This is where you can somewhat see how I started paying a minimum $2,000 a month, which was well above my required minimum monthly payments, and in some cases paying multiple times per month.

As I was getting closer to paying off my student loans, I noticed a significant jump in my FICO credit score. My loans were paid off in February 2019, but the jump started in December 2018.

Here are the 5 ways I paid off my student loans (no specific order)

1. I started a budget….a very simple, I-don’t-want-to-spend-more-than-5-minutes-per-month budget

I was always too lazy to keep up a budget because I always thought using excel was the way to go. So I never went back. In May 2018 when that lightbulb finally went on, I discovered a mobile app that allowed me to input my estimates. I am not a fan of connecting accounts to apps so I knew I had to find alternative solutions. I used the the free Everydollar app. I simply input my monthly estimates and that helped me keep up the budget every month. One of my strengths is self awareness so I knew that if I was going to keep track of literally every dollar of my paycheck, then I would start hating myself.

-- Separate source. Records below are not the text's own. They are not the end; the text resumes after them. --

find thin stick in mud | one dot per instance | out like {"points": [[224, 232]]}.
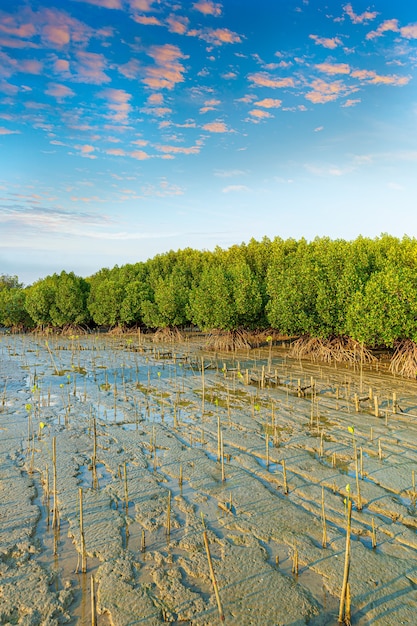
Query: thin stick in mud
{"points": [[342, 606], [213, 577]]}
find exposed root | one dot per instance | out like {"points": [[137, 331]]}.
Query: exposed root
{"points": [[262, 338], [335, 349], [404, 359], [164, 335], [228, 341]]}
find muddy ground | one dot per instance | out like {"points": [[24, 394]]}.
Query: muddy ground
{"points": [[243, 447]]}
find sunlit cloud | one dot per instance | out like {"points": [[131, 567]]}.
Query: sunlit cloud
{"points": [[216, 127], [387, 26], [210, 105], [326, 42], [86, 150], [207, 7], [235, 188], [116, 152], [178, 25], [167, 149], [323, 91], [147, 20], [60, 92], [366, 16], [268, 103], [262, 79], [409, 32], [333, 68], [168, 71], [371, 77], [139, 155], [131, 69], [89, 68], [107, 4], [260, 113], [141, 5], [216, 36], [351, 102], [118, 103], [8, 131]]}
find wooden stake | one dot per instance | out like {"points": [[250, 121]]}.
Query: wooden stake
{"points": [[323, 520], [373, 534], [82, 536], [222, 456], [342, 612], [284, 472], [55, 514], [93, 603], [213, 577]]}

2. I started to take side hustles more seriously to bring more income

My biggest passion has been buying and selling sports cards, so I knew this was going to be the biggest opportunity for me to increase my side income. I started to shift from mostly collecting/holding to buying/selling aka flipping. I also started going to thrift stores mostly because it was a surprisingly fun way to hang out with my parents while looking for things to buy and sell. Luckily it was a win win….quality time my parents while working together to flip for profit.

I started to do some consulting work around digital marketing, which is my full time job, and credit card marketing and that helped pad the extra income.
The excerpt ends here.